Janz is an Australian band formed by David Janz and Robert Parde who recruited Phil Martin, Miles Stewart Howie and David Carr to complete the band. The band won the 1988 Yamaha International Rock Music Competition in Japan. Their debut single "Crime" reached #40 on Australian singles chart.

Janz (also spelt Jaanz) went on to run the David Jaanz School of Singing. Parde continued as a songwriter and amongst others co wrote Vanessa Amorosi's "Shine" and Tina Arena's "Wasn't It Good".
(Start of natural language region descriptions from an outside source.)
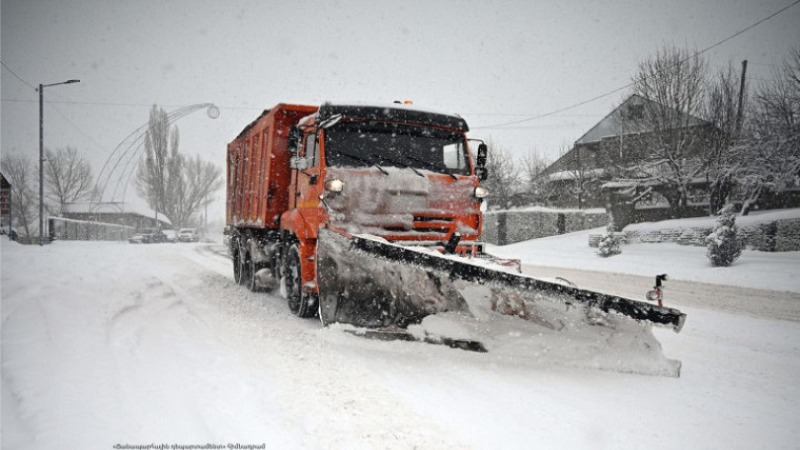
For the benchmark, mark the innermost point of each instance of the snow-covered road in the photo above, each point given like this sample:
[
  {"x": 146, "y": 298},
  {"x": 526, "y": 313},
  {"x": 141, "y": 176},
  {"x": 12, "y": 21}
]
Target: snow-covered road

Phil Martin has continued to write music and currently has a successful solo project   “ Phil Martin’s Drive” . Phil has been working with former Janz band member, David Carr in David’s studio, Rangemaster. Together they have coproduced many of Phil’s songs. 
Phil is currently signed to record label “ Melodic records”.

Members
David Janz (vocals)
Robert Parde (keyboards, vocals)
Phil Martin (bass, vocals)
Miles Stewart Howie (drums, percussion)
David Carr (guitar)
Debbie Lavell (backing vocals)
Vinnie Demore (guitar)

Discography
"Crime" (1989) - CBS Aus #40
"Picture" (1989) - CBS

References 

Australian musical groups
Living people
Year of birth missing (living people)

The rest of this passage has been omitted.